Hacker News new | ask | show | jobs
by avin_regmi 2655 days ago
1. Caching the input will save lots of time. Inputs are not unique each time. In a production environment, lots of inputs are the same. Many platforms in fact will do caching such as Algorithmia, TF Serving, and Sagemaker. If a time to do a search in Redis database is faster than forward pass, caching will reduce time dramatically. Watch my youtube video where I give an example.

2. It's up to you if you want to use it in GPU or CPU. Benchmark was done in a CPU but you're free to download panini via Helm and use GPU in your private kubernetes.

3. For now, during beta testing, we're offering free inference and there is a limit of model size cannot exceed over 2GB.

Hope this was helpful.

1 comments

I don’t know what sort of production you’ve been exposed to, but the inputs to a Deep Net are almost never the same.

We have hundreds of models, across many domains, real estate, energy prediction, time series crypto, video analytics, molecular modelling.

I would bet money that across the millions of predictions that we make weekly, over all of the models, no two inputs are the same.

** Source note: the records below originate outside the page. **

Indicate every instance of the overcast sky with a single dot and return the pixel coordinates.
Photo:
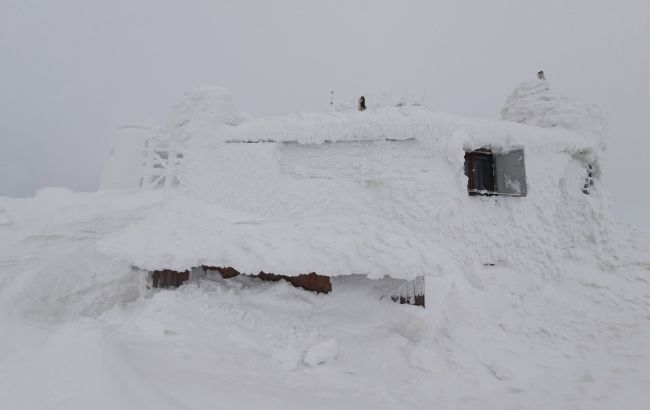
(71, 70)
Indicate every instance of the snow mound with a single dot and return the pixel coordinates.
(322, 352)
(534, 103)
(208, 104)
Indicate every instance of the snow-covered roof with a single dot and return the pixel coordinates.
(376, 192)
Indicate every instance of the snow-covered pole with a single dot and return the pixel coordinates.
(362, 103)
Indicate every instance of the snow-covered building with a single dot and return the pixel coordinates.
(395, 190)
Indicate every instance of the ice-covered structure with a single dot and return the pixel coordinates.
(396, 190)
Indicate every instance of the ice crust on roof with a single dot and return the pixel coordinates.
(378, 192)
(535, 103)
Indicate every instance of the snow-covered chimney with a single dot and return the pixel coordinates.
(362, 103)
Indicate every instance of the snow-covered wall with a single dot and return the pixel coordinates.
(380, 192)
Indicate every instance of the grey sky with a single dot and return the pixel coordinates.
(71, 70)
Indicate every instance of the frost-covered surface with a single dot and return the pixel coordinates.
(532, 302)
(79, 327)
(535, 103)
(379, 192)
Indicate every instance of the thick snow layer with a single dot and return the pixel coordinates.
(378, 192)
(507, 340)
(534, 103)
(532, 302)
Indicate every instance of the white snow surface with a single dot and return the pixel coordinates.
(535, 103)
(533, 302)
(81, 330)
(379, 192)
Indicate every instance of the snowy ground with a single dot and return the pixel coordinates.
(79, 330)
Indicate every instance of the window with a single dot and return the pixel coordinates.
(492, 173)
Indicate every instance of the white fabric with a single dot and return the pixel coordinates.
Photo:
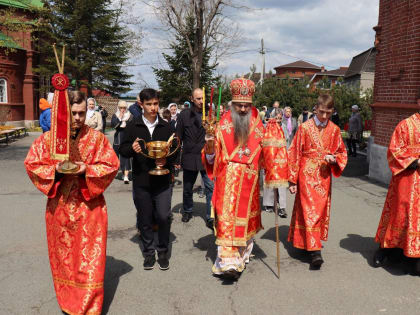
(233, 263)
(149, 125)
(268, 197)
(318, 123)
(90, 113)
(125, 118)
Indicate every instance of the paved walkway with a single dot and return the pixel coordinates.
(346, 284)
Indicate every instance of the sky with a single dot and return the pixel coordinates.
(323, 32)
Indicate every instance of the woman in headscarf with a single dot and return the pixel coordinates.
(93, 118)
(45, 117)
(119, 122)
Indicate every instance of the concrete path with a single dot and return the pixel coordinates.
(346, 284)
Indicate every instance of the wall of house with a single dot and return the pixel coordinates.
(397, 76)
(366, 80)
(12, 68)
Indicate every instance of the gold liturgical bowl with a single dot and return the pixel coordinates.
(159, 150)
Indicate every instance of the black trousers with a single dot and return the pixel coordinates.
(153, 205)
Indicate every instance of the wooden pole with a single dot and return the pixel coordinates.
(276, 220)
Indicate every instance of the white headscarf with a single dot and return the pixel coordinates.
(126, 115)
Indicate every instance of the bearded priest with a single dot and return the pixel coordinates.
(76, 214)
(233, 160)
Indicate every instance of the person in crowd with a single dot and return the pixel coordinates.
(135, 109)
(289, 123)
(268, 193)
(317, 151)
(233, 159)
(93, 117)
(104, 114)
(398, 229)
(191, 132)
(173, 108)
(45, 117)
(262, 113)
(355, 130)
(335, 118)
(151, 193)
(276, 104)
(119, 123)
(76, 214)
(304, 116)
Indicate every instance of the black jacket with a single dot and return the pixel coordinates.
(141, 164)
(190, 130)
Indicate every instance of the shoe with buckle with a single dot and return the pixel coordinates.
(149, 262)
(380, 258)
(163, 261)
(316, 260)
(186, 216)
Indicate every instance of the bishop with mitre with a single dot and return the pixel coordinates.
(240, 149)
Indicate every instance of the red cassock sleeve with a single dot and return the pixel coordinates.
(338, 149)
(294, 155)
(40, 167)
(101, 170)
(274, 156)
(211, 169)
(399, 158)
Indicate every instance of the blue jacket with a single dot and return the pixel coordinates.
(45, 120)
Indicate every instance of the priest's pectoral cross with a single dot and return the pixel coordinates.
(243, 152)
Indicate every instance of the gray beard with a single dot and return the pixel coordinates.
(240, 126)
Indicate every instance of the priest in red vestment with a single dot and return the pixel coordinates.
(317, 151)
(76, 214)
(399, 226)
(240, 148)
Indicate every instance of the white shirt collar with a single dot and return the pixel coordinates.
(318, 123)
(149, 125)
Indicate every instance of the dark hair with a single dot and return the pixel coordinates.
(148, 94)
(167, 115)
(325, 100)
(76, 97)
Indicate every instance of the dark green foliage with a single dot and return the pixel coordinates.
(176, 82)
(97, 45)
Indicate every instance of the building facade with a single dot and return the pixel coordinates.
(397, 77)
(18, 83)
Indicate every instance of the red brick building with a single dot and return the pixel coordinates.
(297, 70)
(397, 77)
(18, 83)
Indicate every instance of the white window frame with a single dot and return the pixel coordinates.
(5, 100)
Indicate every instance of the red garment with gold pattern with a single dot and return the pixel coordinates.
(76, 218)
(399, 226)
(308, 169)
(236, 170)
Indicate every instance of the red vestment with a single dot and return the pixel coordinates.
(399, 226)
(235, 200)
(312, 174)
(76, 217)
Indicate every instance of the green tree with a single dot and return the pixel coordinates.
(97, 48)
(176, 81)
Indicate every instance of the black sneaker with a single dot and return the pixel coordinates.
(210, 224)
(163, 261)
(268, 209)
(149, 262)
(186, 216)
(316, 260)
(282, 213)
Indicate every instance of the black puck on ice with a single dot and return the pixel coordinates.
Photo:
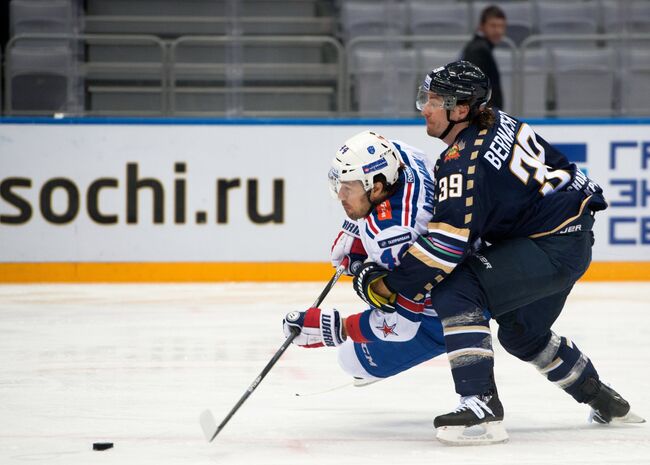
(102, 445)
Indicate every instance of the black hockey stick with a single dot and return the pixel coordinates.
(208, 423)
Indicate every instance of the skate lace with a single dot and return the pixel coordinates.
(475, 404)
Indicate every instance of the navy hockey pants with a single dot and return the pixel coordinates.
(524, 284)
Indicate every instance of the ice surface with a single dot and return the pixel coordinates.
(136, 365)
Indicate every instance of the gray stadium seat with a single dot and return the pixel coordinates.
(535, 67)
(294, 8)
(506, 66)
(519, 17)
(385, 81)
(561, 17)
(42, 80)
(430, 58)
(635, 81)
(360, 18)
(631, 16)
(41, 16)
(584, 81)
(431, 18)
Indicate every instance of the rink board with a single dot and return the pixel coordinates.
(180, 200)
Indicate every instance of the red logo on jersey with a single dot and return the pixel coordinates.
(454, 152)
(387, 329)
(384, 212)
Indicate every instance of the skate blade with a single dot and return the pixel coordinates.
(361, 382)
(478, 435)
(630, 418)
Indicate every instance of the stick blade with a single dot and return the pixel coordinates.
(208, 424)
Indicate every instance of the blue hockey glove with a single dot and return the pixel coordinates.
(315, 328)
(346, 245)
(369, 275)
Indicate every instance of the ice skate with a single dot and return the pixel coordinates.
(607, 405)
(476, 421)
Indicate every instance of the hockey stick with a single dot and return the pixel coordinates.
(207, 421)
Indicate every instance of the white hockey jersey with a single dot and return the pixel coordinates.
(386, 234)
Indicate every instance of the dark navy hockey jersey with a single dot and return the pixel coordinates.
(494, 184)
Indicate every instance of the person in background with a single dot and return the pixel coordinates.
(490, 32)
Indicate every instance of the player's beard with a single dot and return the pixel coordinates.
(364, 209)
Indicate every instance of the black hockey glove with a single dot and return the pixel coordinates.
(369, 274)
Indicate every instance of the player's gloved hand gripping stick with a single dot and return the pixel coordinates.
(208, 423)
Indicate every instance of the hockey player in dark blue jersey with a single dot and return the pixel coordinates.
(497, 183)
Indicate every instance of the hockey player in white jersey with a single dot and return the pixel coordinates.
(386, 190)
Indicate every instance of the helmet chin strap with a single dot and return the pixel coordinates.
(451, 124)
(374, 204)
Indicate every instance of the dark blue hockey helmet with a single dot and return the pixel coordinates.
(457, 82)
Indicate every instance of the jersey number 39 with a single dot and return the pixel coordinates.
(450, 187)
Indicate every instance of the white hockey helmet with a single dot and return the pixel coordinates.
(361, 158)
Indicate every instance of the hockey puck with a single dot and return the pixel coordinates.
(102, 445)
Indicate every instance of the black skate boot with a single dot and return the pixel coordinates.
(477, 420)
(607, 404)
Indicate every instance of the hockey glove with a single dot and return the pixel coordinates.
(346, 245)
(315, 328)
(369, 275)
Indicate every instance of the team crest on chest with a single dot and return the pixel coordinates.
(384, 211)
(453, 153)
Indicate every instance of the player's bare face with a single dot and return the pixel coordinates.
(354, 199)
(435, 115)
(494, 29)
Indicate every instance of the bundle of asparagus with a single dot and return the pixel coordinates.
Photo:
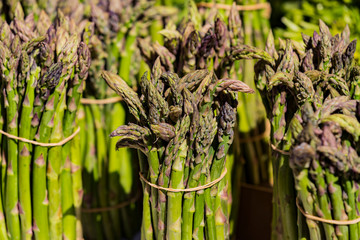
(184, 129)
(325, 164)
(205, 44)
(110, 175)
(320, 69)
(43, 72)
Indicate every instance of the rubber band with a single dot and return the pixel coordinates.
(62, 142)
(210, 184)
(279, 151)
(319, 219)
(100, 101)
(258, 6)
(265, 134)
(110, 208)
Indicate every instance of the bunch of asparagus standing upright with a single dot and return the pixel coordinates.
(202, 40)
(184, 127)
(108, 175)
(43, 73)
(319, 70)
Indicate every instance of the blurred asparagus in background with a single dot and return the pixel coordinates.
(43, 73)
(321, 69)
(302, 17)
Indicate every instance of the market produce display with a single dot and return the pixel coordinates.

That’s kind of the point of Deep Learning - high dimensional noisy input

Caching will not help you here

It really depends on the application. Such as content recommendation, prediction of popular items are requested frequently. We maintain prediction cache so we can serve the frequent cache without passing into the model. We also use cache for selecting a model. To do this we join the original prediction with the feedback it receives. Feedbacks are received soon after the prediction, even unique query can benefit from a cache. Most of the prediction models are not Deep learning these days. Most companies are using classical machine learning. In our case, we trained SVM in SciKit learn feedback throughput of 1.8x. We have a simple LRU eviction for cache and use normal cache eviction algorithm.
The point we are trying to make is that we don't think caching adds much value to the product. It is very easy to implement and doesn't help much.
I'll take your feedback into consideration :)